REGISTER NOW: Academic Commons Workshops on Time Management, Inclusivity in the Classroom, Writing Tips, Educational Technologies, and more

Jump into the fall semester with our Academic Commons workshops. All hybrid, you can attend sessions in-person or on Zoom. Workshops are open to all instructors, scholars, and staff.

Sessions for instructors cover tips to use educational technologies like Canvas, VoiceThread, and even AI tools to engage students.  Writing workshops, hosted by the Office for Professional Writing, Publishing, and Communication (OPWPC), will teach grammar and editing tips, time management techniques, and more. Librarians from Gutman and Scott libraries will lead sessions on data management and sharing, systematic reviews, and AI-driven tools that help you annotate, read, and cite scholarly literature.

Keep reading for each workshop’s tile and a brief description. Visit our website to read full descriptions and instructor details.

Designing for Inclusivity: A Hands-on Tour of Ally and Resources to Improve Accessibility
Tuesday, August 16, 12-1pm
LIS, Gutman Library or Zoom
REGISTER HERE

Designing your content for inclusivity is critical to meeting the learning needs of 21st-century learners.
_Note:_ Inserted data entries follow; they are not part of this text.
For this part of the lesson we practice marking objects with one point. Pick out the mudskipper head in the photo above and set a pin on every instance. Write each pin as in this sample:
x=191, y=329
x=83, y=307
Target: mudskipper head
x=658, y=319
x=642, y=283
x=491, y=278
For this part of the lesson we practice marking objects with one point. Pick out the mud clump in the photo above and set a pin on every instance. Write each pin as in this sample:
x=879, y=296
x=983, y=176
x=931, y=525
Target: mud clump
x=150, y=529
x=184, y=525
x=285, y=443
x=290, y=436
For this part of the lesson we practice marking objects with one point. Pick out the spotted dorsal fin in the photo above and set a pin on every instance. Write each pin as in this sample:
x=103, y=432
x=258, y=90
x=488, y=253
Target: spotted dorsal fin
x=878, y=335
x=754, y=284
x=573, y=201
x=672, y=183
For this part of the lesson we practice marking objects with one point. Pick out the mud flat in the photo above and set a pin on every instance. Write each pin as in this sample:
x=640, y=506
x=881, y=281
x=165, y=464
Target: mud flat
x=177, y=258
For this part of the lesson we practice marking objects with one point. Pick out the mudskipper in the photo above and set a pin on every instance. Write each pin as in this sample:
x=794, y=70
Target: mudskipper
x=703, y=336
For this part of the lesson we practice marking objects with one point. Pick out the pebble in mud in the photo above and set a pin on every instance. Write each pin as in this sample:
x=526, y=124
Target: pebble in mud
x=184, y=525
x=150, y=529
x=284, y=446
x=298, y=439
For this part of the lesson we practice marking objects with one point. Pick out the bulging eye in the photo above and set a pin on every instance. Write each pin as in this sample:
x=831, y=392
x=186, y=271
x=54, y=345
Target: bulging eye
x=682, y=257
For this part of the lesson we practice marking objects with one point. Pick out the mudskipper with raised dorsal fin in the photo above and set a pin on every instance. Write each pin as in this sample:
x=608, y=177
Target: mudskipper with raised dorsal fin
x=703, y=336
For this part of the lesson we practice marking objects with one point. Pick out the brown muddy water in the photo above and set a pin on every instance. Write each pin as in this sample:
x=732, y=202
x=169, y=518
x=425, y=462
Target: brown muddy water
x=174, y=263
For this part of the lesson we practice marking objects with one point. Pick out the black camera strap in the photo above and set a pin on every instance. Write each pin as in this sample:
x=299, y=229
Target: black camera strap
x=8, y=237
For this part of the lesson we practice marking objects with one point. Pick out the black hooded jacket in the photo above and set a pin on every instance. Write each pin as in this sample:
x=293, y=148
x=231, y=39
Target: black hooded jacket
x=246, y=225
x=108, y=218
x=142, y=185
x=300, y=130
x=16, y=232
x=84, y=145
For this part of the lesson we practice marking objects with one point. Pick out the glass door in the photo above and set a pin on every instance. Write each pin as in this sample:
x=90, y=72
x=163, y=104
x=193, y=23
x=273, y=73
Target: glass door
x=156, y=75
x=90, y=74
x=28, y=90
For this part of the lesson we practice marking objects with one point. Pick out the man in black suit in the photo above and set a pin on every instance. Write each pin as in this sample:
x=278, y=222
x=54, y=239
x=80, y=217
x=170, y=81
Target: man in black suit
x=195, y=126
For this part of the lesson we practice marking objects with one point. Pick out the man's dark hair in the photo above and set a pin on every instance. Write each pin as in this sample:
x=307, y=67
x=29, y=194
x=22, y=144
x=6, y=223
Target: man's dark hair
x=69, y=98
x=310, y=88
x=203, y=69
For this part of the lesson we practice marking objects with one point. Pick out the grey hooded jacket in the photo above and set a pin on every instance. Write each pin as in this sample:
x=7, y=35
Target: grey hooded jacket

Gaining a better understanding of usability, accessibility and Universal Design for Learning encourages faculty to reduce barriers to access while encouraging persistence through the creation of adaptive content.

Blogging Within Canvas
Wednesday, August 17, 10–11am
Scott 307, Scott Memorial Library or Zoom
REGISTER HERE

If you have wanted to use blogging as part of your course but have been hesitant about using another tool, this workshop is for you. This session will include interactive demonstrations of different blogging options, reflection on which method might work best for your course, time to try out the methods on your own, and Q&A. Bring a device that allows you to access and edit Canvas.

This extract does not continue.